24 mars 1603. Jacques 1er, roi d‘Angleterre et la Bible

24 mars 1603, Jacques 1er (1566-1625), roi d‘Angleterre à partir du 24 mars 1603.

Le monde anglo-saxon doit à une de ses initiatives, son plus beau joyau littéraire : une version de la Bible, dite « King James Bible » (ou « King James Version »), appelée parfois aussi en Grande-Bretagne « Authorized Version ». Mais cette Bible ne fut pas l’œuvre d’un seul homme. Il s’agit là en effet d’un des rares chefs-d’œuvre littéraires rédigés par une commission.

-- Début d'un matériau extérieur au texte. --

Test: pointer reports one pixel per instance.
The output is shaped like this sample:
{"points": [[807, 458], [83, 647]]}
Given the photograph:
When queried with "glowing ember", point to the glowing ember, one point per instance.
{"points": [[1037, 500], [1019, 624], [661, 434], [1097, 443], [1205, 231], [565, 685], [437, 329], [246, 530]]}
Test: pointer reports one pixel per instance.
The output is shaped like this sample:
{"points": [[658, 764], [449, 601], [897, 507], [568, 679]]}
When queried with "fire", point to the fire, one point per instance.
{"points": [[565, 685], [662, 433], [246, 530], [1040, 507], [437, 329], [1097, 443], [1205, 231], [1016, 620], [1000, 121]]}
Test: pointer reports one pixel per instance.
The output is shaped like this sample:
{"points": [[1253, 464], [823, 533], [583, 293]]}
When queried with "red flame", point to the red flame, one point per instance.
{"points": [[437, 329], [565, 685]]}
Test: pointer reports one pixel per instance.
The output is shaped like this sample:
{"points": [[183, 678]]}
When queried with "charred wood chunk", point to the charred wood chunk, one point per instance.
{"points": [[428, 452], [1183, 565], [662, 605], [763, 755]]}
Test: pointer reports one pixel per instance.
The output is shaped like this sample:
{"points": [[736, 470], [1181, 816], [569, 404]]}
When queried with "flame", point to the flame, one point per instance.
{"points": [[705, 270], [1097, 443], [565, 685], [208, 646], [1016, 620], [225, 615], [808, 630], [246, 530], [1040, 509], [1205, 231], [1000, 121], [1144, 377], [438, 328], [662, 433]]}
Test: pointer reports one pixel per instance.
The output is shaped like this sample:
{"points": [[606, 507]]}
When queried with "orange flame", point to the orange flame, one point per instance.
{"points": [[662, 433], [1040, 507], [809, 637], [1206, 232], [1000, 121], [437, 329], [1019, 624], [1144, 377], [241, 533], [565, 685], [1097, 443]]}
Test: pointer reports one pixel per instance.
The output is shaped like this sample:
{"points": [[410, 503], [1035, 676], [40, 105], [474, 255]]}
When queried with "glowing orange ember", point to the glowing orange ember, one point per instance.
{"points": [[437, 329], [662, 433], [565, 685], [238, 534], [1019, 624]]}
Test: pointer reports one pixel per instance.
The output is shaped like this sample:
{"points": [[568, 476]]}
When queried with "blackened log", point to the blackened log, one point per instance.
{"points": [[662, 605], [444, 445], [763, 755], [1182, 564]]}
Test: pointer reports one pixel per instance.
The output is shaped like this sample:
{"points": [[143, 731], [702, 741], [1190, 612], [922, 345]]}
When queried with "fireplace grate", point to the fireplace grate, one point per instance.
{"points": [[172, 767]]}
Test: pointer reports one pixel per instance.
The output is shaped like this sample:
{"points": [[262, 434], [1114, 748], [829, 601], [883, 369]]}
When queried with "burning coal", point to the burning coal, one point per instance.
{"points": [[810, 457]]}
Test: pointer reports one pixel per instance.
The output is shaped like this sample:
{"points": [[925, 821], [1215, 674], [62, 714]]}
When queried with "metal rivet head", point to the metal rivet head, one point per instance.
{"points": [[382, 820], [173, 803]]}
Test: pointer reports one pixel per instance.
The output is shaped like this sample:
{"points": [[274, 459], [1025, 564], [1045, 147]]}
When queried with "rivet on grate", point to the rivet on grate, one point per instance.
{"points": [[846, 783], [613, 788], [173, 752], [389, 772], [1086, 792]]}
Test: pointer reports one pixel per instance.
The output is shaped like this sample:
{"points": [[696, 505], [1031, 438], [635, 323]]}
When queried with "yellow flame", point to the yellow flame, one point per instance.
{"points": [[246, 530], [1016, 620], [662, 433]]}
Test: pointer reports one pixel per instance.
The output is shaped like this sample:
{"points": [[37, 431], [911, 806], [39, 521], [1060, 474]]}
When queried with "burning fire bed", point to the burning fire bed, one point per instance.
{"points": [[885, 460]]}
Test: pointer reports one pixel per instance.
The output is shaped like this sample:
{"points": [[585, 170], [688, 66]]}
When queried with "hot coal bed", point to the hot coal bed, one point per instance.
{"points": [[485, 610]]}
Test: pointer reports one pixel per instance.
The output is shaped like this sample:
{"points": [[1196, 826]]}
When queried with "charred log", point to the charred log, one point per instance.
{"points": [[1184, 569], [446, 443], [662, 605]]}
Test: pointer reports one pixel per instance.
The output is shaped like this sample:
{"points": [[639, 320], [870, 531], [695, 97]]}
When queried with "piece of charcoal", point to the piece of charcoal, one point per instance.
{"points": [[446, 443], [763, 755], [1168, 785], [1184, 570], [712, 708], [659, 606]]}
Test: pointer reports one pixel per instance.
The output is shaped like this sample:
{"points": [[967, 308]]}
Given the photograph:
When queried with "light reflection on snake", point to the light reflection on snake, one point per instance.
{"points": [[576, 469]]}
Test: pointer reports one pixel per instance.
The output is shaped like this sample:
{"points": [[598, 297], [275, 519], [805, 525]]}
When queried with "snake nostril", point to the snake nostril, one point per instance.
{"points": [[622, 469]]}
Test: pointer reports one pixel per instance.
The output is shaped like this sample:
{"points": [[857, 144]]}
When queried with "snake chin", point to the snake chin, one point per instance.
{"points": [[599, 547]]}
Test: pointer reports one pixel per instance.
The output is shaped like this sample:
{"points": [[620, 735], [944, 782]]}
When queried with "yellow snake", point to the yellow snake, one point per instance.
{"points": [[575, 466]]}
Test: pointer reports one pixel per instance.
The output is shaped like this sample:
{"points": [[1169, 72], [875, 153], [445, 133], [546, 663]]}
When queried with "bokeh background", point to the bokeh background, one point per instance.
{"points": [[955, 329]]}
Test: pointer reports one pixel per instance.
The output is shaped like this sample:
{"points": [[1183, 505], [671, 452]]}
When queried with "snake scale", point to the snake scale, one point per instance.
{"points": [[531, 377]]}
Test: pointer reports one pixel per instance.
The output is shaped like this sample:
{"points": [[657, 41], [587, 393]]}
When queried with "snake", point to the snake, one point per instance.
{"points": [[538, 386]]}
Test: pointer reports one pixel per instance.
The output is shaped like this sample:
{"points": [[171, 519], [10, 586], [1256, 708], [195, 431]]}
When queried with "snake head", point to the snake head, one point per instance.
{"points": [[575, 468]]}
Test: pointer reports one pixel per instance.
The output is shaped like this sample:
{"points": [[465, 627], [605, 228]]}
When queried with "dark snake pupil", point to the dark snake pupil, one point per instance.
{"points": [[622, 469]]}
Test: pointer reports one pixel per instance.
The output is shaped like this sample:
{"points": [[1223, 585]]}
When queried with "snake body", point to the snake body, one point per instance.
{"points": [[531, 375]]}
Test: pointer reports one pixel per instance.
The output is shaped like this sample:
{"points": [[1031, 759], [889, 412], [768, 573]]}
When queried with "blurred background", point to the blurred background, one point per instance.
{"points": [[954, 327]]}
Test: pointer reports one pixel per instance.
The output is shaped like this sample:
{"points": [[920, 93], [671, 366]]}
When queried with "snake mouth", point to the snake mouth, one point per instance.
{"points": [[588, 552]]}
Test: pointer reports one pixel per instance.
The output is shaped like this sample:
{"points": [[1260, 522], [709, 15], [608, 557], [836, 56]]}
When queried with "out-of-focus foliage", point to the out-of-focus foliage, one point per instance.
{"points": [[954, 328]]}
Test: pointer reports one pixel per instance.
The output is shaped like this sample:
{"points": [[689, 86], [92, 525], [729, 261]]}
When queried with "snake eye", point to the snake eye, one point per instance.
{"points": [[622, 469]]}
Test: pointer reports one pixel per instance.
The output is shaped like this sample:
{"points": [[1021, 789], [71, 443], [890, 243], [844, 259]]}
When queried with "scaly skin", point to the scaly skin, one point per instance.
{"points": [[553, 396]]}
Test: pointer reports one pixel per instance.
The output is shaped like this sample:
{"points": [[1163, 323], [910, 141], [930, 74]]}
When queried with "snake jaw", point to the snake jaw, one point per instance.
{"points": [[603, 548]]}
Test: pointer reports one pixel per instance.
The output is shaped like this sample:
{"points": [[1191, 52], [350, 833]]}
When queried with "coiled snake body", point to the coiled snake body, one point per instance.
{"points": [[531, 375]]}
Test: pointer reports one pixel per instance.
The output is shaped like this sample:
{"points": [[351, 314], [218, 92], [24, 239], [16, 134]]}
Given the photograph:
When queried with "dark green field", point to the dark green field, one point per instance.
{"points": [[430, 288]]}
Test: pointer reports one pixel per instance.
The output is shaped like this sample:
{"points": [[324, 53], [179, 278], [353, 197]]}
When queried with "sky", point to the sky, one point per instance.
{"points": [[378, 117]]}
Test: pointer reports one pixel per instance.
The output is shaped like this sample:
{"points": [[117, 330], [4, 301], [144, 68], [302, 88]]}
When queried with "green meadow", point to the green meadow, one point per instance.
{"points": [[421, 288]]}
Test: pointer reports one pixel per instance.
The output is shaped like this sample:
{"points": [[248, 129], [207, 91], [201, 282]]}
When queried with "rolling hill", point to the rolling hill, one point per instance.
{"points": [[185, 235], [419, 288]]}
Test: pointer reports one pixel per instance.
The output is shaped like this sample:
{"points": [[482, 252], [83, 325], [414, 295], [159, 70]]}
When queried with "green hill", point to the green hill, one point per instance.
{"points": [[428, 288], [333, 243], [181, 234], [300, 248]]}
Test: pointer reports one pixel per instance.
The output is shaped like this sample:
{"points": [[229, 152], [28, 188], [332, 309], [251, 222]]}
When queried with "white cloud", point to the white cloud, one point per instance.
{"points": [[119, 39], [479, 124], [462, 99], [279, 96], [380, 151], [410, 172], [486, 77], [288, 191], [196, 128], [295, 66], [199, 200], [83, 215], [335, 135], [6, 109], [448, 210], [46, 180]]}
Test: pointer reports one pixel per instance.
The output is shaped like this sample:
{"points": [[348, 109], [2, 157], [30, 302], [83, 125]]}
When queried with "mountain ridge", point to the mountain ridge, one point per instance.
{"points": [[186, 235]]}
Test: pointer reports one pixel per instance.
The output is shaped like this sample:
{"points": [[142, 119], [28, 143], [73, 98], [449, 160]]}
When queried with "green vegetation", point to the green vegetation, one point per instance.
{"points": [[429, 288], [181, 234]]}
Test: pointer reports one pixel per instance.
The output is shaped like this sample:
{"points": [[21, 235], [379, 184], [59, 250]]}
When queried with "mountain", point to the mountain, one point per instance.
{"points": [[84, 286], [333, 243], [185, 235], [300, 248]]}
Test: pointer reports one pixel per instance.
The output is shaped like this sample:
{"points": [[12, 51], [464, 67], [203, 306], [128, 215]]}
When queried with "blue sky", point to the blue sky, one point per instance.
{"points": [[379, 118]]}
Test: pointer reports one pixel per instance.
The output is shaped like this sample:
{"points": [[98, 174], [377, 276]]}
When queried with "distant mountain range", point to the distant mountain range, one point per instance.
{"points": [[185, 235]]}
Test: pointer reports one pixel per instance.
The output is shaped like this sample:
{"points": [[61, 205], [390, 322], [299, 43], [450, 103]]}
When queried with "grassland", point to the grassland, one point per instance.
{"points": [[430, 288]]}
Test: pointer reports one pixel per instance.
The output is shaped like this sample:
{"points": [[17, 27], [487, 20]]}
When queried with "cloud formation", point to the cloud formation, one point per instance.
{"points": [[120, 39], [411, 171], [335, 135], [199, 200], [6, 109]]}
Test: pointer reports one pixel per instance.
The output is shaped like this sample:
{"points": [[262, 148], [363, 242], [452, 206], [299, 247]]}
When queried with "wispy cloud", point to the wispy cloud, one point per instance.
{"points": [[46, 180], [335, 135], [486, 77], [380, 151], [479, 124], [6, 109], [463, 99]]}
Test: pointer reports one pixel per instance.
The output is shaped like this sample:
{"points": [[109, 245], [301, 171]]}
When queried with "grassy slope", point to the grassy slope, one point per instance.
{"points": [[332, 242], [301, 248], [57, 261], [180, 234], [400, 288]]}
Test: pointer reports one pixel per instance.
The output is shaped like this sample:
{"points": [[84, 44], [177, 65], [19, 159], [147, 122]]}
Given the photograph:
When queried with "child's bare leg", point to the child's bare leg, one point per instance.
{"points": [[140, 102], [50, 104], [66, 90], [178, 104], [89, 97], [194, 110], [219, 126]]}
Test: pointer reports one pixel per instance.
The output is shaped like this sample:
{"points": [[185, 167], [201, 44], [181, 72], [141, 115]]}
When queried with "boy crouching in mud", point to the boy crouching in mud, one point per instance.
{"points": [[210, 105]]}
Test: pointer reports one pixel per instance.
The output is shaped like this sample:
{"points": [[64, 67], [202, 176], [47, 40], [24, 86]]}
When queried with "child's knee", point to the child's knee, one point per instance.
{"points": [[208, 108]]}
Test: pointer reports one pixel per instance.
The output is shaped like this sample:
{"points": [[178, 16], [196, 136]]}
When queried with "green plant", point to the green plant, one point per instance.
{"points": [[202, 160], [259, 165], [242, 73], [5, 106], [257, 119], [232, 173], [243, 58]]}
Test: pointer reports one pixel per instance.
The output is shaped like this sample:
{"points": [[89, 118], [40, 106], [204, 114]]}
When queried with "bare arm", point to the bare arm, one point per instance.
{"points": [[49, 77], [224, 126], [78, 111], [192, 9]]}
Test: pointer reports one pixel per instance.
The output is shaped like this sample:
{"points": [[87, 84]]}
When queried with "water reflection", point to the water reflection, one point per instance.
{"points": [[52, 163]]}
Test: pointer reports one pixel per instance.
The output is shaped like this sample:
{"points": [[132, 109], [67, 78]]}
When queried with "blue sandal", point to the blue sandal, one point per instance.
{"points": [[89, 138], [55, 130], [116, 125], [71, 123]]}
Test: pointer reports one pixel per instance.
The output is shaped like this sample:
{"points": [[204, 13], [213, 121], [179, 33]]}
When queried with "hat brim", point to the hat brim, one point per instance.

Image (24 mars 1603. Jacques 1er, roi d‘Angleterre et la Bible)


Politique et religion
La « Bible du Roi Jacques », pour la désigner par le nom qu’elle porte en français, est le produit d’une volonté à la fois politique et religieuse, cas de figure fréquent à une époque où religion et politique étaient inextricablement mêlées. Au début du XVIIe siècle, plusieurs traductions de la Bible en anglais existaient, dont la « Grande Bible », la « Bible des Évêques », la Bible de William Tyndale, réalisée près de cent ans auparavant et qui avait longtemps circulé sous le manteau en raison des sympathies luthériennes de son auteur (Tyndale finit sur le bûcher), ainsi que la « Bible de Genève », largement basée sur la précédente.
Fils de la catholique Marie Stuart, qui avait été décapitée, arrivé sur le trône suite au décès sans descendance d’Elisabeth Ière, le roi Jacques Ier souhaitait asseoir fermement son pouvoir en s’appuyant sur son titre de chef de l’Église anglicane. La publication d’une nouvelle édition de la Bible, expurgée des éléments ouvertement antimonarchistes de la Bible de Genève et des vues extrémistes des sectes puritaines, lui apparut un bon moyen pour ce faire. Au sens strict, la « King James Version » n’est cependant pas une nouvelle traduction. Ainsi que le stipulait très clairement le mandat du groupe d’érudits auquel avait été confiée la tâche de produire cette nouvelle Bible, l’idée était de tirer parti de ce qu’il y avait de meilleur dans les traductions existantes, dans l’objectif de donner naissance à un texte qui serait meilleur encore. C’est ce à quoi se sont employés les 47 membres du comité de rédaction, lors de leurs sessions de travail à Oxford, Cambridge et Westminster, en revenant aux textes originaux en hébreu, en grec chaque fois que cela leur semblait nécessaire.


La Bible comme œuvre littéraire
Un fait unanimement souligné est l’écrasante présence, dans le texte de la « King James Version », de la Bible de Tyndale, dont 80 à 90 %, selon les estimations et les parties concernées, se retrouvent dans la « Version Autorisée ». Or Tyndale s’est généralement montré très fidèle à l’hébreu qu’il connaissait.
Dans l’ensemble, pour partie en raison des qualités de l’original hébreu, liées notamment à l’usage délibéré de mots ordinaires et d’images concrètes, pour partie du fait du génie littéraire de Tyndale et du travail remarquable opéré par ses successeurs, le texte frappe par sa majestueuse simplicité. Il se distingue aussi par son caractère extrêmement mélodieux, qui n’a rien d’étonnant si l’on veut bien se souvenir que la Bible était le plus souvent lue à haute voix. La forte impression faite par la « King James Version » est encore accrue par l’emploi qu’elle fait d’un langage déjà archaïque au moment où elle a été rédigée, qui contribue à accentuer le sentiment d’autorité, de distance et de profondeur.